Quienes nos identificamos plenamente con el modelo nacional y popular sabemos que hay muchas cosas para mejorar y por cambiar. De hecho reconocemos que hay instituciones que en la práctica son ineficientes y en los hechos peligrosas si no impulsamos urgentes cambios al respecto. Por dar un ejemplo, el actual sistema penitenciario dista de lo que muchos anhelamos sea un necesario escalón para dar posibilidades concretas de reinsersión social a quienes salen tras cumplir sus condenas. Otro ejemplo: muchas policias provinciales, que están atravezadas por múltiples factores de corrupción e impunidad, deben ser rediseñadas estructuralmente. Doy estos ejemplos no casualmente, pues muchos de los que vociferan y patalean por la inseguridad en lugar de propiciar con su apoyo -ya sea activo o discursivo- políticas de cambio terminan aplaudiendo el gatillo fácil y otras aberraciones... logrando, en definitiva, que nada cambie.
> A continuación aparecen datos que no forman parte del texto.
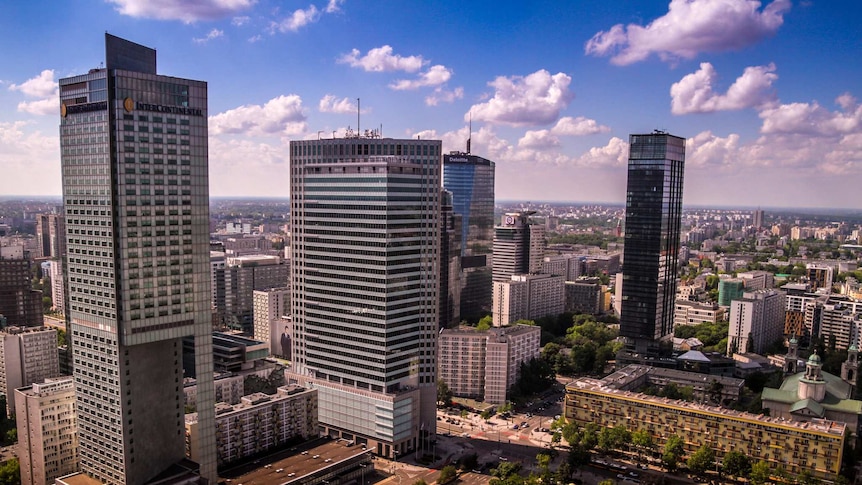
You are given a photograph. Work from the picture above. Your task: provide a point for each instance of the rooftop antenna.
(470, 133)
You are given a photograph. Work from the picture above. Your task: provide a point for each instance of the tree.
(736, 464)
(643, 441)
(10, 473)
(444, 395)
(674, 448)
(760, 473)
(447, 474)
(806, 478)
(701, 460)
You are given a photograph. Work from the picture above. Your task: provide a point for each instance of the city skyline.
(552, 102)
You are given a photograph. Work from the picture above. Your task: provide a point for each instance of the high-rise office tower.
(757, 218)
(651, 253)
(470, 179)
(20, 304)
(365, 242)
(519, 246)
(135, 189)
(450, 263)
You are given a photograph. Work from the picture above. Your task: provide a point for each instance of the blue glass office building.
(470, 179)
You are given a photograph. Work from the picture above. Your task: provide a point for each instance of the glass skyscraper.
(651, 252)
(135, 191)
(470, 179)
(365, 236)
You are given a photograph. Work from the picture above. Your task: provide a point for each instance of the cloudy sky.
(767, 93)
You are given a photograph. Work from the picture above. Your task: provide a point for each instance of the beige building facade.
(47, 434)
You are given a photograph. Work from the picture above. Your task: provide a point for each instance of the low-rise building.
(484, 364)
(259, 423)
(816, 446)
(692, 313)
(47, 434)
(27, 355)
(527, 297)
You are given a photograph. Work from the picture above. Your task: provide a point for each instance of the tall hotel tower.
(135, 189)
(471, 181)
(365, 219)
(651, 253)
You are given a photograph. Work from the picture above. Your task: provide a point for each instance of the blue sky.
(767, 93)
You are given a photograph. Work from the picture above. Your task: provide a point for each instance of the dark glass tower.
(653, 214)
(136, 201)
(471, 180)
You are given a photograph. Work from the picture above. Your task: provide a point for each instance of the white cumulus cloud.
(614, 154)
(331, 104)
(334, 6)
(441, 95)
(539, 140)
(297, 20)
(568, 126)
(812, 119)
(434, 76)
(186, 11)
(40, 86)
(382, 59)
(283, 115)
(213, 34)
(694, 93)
(535, 99)
(691, 27)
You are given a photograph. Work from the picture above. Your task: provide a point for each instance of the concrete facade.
(47, 434)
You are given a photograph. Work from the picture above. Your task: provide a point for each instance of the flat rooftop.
(299, 461)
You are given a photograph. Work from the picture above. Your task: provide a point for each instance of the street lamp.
(363, 466)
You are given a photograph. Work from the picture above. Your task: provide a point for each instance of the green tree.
(10, 473)
(806, 478)
(674, 448)
(444, 394)
(506, 469)
(701, 460)
(736, 464)
(643, 441)
(447, 474)
(760, 473)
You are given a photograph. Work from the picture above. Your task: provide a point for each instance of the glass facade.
(470, 179)
(135, 190)
(365, 218)
(652, 231)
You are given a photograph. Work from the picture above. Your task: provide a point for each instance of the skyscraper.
(651, 253)
(470, 179)
(519, 246)
(135, 190)
(20, 304)
(365, 236)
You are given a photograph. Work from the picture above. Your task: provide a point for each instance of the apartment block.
(47, 434)
(27, 355)
(584, 295)
(693, 313)
(756, 320)
(260, 422)
(485, 364)
(816, 446)
(528, 297)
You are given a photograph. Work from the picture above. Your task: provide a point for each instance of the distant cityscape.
(392, 318)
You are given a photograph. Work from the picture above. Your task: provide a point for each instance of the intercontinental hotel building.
(135, 193)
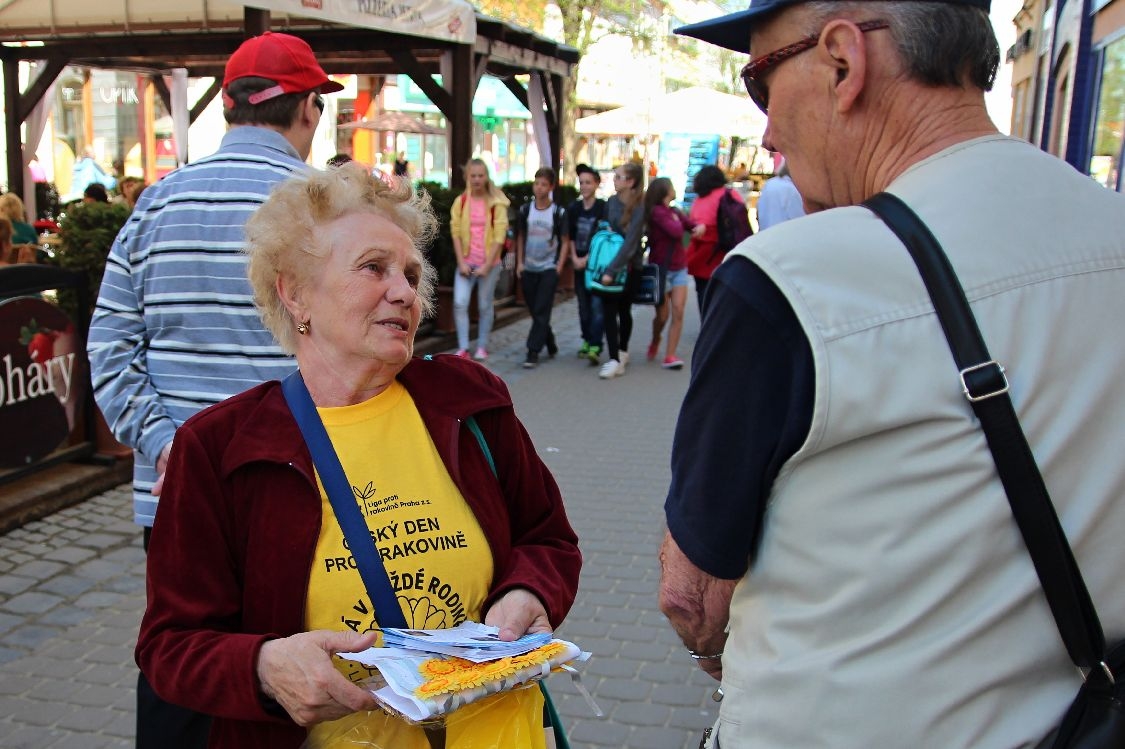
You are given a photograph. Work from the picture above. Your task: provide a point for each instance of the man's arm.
(117, 348)
(696, 604)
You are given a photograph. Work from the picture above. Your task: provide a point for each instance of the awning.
(694, 111)
(449, 20)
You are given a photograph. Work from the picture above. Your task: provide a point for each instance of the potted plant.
(87, 232)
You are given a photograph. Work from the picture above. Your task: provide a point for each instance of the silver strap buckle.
(984, 396)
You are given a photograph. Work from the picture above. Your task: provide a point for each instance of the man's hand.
(696, 604)
(297, 671)
(161, 467)
(516, 613)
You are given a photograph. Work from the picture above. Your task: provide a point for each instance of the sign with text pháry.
(43, 379)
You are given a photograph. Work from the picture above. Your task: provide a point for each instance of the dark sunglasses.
(755, 69)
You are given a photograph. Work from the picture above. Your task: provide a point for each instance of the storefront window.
(1109, 124)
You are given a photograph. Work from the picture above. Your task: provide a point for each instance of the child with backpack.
(540, 234)
(478, 224)
(707, 251)
(624, 211)
(666, 227)
(583, 216)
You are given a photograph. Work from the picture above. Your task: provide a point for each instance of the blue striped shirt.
(174, 328)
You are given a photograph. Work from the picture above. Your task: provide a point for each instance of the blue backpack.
(603, 249)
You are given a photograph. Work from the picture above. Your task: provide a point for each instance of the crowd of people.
(840, 553)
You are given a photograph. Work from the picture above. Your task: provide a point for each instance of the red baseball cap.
(280, 57)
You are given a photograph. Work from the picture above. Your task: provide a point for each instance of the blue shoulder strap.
(387, 611)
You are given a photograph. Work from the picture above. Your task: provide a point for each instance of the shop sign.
(43, 380)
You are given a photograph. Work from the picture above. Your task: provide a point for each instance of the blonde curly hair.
(286, 232)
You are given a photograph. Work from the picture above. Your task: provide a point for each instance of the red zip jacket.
(240, 515)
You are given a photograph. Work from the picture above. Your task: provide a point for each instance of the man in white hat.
(840, 552)
(176, 328)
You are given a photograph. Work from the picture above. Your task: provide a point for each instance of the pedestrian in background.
(478, 225)
(666, 227)
(779, 200)
(539, 260)
(583, 216)
(887, 596)
(703, 255)
(624, 211)
(176, 328)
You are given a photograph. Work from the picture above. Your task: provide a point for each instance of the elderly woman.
(251, 584)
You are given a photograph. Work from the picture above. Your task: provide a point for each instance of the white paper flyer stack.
(432, 673)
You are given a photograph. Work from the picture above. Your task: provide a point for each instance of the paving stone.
(124, 725)
(54, 691)
(99, 569)
(99, 540)
(30, 637)
(631, 689)
(88, 719)
(640, 714)
(693, 718)
(38, 569)
(104, 674)
(24, 737)
(97, 599)
(663, 738)
(611, 667)
(14, 584)
(48, 667)
(32, 603)
(84, 741)
(70, 555)
(68, 586)
(599, 733)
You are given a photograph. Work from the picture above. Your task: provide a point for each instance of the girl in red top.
(666, 226)
(702, 258)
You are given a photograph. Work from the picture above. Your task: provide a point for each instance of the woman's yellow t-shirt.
(431, 544)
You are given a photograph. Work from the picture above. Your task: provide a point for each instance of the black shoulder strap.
(986, 386)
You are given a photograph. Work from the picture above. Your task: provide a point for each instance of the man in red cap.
(176, 328)
(840, 551)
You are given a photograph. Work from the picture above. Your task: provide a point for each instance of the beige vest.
(892, 602)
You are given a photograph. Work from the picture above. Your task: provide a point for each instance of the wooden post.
(11, 126)
(461, 89)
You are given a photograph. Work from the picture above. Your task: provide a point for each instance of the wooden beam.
(516, 90)
(462, 90)
(438, 95)
(12, 137)
(205, 99)
(255, 21)
(165, 96)
(38, 87)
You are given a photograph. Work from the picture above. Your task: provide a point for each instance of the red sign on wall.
(43, 380)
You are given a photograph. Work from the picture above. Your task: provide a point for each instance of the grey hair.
(943, 44)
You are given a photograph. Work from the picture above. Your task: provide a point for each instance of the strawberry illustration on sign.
(39, 342)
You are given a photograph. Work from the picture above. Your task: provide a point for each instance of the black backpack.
(734, 223)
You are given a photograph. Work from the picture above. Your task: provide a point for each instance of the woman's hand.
(516, 613)
(297, 671)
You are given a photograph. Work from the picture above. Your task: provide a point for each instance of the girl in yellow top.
(478, 223)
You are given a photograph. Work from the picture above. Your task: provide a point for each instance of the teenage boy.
(539, 260)
(582, 218)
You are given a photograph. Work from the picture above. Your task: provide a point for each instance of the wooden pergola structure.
(498, 48)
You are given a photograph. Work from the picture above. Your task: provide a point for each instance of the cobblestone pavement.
(72, 584)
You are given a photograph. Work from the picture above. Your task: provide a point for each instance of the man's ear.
(846, 50)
Luego de todo lo dicho sólo agregaré lo siguiente: Mientras los "cacerolazos" -o cacerolacitos- sigan partiendo mayormente desde Recoleta, Belgrano y Olivos querrá decir que estamos tocando los intereses que habia que tocar, y quitando los privilegios que habia que quitar. Mientras quienes estén mas indignados vivan en esas zonas, y no en barrios obreros, querrá decir que vamos por el camino correcto. Ante determinados perfiles de protesta, con tapados de piel incluidos, uno se da cuenta que no es por el precio de la yerba o por el desacuerdo con un funcionario que salen a hacer barullo, y que en el medio hay cuestiones muchísimo mas mezquinas y miserables.